How does a biological geomagnetic sense work? The Earth is surrounded by a magnetic field, generated by the movement of the planet's liquid core. It's why a magnetic compass points north. At Earth's surface, this magnetic field is fairly weak, about 100 times weaker than that of a refrigerator magnet. Its been proven that animals, such as bees, turtles, and birds have a geomagnetic sense, but do humans? Scientists have tried to investigate whether humans belong on the list of magnetically sensitive organisms. For decades, there's been a back-and-forth between positive reports and failures to demonstrate the trait in people, with seemingly endless controversy. The mixed results in people may be due to the fact that virtually all past studies relied on behavioral decisions from the participants. If human beings do possess a magnetic sense, daily experience suggests that it would be very weak or deeply subconscious.

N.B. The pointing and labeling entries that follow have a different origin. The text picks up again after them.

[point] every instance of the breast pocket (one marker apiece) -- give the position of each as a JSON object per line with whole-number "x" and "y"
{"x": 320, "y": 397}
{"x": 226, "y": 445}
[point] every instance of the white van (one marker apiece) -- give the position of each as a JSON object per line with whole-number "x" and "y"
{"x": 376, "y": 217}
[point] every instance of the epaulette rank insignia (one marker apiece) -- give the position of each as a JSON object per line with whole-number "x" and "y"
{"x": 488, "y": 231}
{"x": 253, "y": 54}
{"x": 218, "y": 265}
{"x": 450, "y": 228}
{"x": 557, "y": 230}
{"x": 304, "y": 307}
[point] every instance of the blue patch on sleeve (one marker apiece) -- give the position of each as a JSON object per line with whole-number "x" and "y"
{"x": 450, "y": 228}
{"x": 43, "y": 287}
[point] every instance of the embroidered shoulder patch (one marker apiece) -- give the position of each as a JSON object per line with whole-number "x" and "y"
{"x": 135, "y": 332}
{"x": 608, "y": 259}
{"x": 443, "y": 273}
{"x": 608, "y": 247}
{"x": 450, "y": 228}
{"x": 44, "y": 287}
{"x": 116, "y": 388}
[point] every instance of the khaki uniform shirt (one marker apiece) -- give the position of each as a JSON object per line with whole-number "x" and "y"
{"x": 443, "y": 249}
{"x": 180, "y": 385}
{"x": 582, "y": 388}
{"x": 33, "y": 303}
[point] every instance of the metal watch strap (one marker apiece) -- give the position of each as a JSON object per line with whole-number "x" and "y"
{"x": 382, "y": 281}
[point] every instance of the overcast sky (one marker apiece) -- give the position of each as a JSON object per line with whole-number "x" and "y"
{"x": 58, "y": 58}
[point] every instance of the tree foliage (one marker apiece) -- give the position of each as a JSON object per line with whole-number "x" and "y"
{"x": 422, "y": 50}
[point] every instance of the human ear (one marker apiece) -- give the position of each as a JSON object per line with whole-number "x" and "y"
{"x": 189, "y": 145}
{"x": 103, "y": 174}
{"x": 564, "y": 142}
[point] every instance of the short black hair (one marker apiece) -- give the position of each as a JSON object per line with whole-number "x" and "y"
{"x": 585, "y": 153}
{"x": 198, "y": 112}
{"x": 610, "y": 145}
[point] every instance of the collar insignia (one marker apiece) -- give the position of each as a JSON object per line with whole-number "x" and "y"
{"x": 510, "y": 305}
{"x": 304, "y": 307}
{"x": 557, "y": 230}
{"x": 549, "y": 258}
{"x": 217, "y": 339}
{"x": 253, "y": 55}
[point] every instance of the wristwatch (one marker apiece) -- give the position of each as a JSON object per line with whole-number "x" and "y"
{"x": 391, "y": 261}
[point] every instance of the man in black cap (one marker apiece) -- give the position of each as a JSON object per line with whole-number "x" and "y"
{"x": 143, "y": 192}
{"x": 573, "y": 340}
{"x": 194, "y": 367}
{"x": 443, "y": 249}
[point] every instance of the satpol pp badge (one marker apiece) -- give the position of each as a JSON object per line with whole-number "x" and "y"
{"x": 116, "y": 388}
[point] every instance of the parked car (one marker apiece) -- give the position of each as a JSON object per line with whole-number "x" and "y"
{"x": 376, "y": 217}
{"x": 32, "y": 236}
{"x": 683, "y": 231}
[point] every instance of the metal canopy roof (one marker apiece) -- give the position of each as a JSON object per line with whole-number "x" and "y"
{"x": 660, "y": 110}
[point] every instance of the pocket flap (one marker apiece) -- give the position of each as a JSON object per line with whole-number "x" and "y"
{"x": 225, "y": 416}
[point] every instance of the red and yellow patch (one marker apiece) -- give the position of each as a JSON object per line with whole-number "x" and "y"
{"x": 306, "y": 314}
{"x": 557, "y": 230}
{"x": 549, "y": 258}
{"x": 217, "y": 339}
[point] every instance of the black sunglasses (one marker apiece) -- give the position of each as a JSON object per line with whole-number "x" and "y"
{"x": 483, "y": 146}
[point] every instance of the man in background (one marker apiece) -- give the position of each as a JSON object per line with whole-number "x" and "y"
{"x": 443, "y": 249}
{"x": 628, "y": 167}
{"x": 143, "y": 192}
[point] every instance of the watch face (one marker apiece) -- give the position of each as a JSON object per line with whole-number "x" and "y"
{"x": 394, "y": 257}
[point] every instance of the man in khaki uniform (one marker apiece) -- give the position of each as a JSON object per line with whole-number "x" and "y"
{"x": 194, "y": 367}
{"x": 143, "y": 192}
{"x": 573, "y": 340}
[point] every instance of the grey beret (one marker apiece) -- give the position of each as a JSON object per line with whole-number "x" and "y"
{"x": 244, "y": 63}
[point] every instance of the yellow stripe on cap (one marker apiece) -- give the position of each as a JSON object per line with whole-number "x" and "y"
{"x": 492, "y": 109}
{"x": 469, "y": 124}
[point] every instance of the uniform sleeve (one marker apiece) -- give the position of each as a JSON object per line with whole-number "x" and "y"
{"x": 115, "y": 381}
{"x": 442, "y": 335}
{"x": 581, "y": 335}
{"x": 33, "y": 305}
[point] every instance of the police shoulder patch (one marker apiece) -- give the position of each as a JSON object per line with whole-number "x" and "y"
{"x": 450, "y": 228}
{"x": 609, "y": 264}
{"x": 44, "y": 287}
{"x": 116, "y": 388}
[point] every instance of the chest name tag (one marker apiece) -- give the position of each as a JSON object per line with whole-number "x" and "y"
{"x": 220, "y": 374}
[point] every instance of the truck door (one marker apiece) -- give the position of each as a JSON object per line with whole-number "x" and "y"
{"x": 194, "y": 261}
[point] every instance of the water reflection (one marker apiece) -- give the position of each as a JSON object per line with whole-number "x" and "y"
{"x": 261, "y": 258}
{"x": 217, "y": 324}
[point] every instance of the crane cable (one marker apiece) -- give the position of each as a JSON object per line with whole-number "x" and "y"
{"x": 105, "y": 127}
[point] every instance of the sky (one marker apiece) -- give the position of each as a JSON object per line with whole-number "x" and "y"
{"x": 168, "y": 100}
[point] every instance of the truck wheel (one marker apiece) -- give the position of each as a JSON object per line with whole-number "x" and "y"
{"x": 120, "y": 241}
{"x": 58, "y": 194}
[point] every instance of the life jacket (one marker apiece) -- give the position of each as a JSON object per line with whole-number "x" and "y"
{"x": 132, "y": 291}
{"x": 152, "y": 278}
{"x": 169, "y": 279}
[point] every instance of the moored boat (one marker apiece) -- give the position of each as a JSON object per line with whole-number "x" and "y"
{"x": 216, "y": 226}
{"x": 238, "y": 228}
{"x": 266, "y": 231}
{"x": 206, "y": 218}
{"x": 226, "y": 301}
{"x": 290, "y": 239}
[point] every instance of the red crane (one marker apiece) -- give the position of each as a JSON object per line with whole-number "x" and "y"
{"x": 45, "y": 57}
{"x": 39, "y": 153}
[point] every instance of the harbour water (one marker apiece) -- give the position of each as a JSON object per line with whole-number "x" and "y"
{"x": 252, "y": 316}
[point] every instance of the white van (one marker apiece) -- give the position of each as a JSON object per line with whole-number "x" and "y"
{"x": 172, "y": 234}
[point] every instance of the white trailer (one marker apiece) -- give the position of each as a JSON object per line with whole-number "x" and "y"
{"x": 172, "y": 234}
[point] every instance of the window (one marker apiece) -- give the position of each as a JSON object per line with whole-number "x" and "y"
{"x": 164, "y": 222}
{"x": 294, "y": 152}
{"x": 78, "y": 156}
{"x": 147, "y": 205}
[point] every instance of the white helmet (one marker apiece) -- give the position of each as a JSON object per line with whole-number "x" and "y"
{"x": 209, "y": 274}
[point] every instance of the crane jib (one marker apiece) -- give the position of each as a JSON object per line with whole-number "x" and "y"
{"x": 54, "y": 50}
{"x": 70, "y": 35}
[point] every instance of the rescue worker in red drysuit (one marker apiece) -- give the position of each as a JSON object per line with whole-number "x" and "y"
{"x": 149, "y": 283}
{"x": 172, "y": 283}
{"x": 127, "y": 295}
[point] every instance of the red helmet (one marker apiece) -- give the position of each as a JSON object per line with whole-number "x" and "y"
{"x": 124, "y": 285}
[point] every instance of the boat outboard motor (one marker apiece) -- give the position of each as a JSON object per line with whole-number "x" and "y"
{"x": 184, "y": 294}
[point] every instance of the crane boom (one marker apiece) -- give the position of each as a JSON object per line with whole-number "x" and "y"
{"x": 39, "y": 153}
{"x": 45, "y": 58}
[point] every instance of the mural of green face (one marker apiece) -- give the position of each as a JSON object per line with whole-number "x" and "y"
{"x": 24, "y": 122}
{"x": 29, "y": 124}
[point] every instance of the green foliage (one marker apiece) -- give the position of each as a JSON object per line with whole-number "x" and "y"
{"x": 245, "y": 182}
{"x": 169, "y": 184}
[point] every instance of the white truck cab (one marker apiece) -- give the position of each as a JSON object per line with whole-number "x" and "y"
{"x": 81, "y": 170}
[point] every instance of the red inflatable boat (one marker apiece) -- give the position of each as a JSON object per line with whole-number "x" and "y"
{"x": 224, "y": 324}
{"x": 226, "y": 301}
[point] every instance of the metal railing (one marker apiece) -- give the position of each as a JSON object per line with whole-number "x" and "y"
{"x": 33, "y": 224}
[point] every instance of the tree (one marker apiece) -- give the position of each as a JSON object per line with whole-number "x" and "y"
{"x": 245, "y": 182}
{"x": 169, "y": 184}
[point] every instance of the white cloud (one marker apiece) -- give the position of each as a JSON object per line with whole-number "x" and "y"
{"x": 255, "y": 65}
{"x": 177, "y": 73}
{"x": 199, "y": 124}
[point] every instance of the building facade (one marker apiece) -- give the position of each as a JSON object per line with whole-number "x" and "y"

Skeptics dismissed early reports of these traits in humans, largely because there didn't seem to be a biophysical mechanism that could translate the Earth's weak geomagnetic field into strong neural signals. This view was dramatically changed by the discovery that living cells have the ability to build nanocrystals of the ferromagnetic mineral magnetite, basically, tiny iron magnets. Nevertheless, scientists haven't considered humans to be magnetically sensitive organisms.

However, during recent studies conducted on people sitting alone, in relative silence, inside dark rooms, scientists discovered that they can move a magnetic field silently relative to the brain, but without the brain having initiated any signal to move the head. This is comparable to situations when your head or trunk is passively rotated by somebody else, or when you're a passenger in a vehicle which rotates. Although in certain studies, the brain can become "concerned" with the unexpected change in the magnetic field direction.

"Brains register magnetic shifts, subconsciously. The participants were all unaware of the magnetic field shifts and their brain responses. They felt that nothing had happened during the whole experiment - they'd just sat alone in dark silence for an hour. Underneath, though, their brains revealed a wide range of differences. Some brains showed almost no reaction, while other brains had alpha waves that shrank to half their normal size after a magnetic field shift.", researchers stated.

A human response to Earth-strength magnetic fields might seem surprising, but given the evidence for magnetic sensation in our animal ancestors, it might be more surprising if humans had completely lost every last piece of the system. Thus far, scientists have found evidence that people have working magnetic sensors sending signals to the brain, a previously unknown sensory ability in the subconscious human mind. The full extent of our magnetic inheritance remains to be discovered.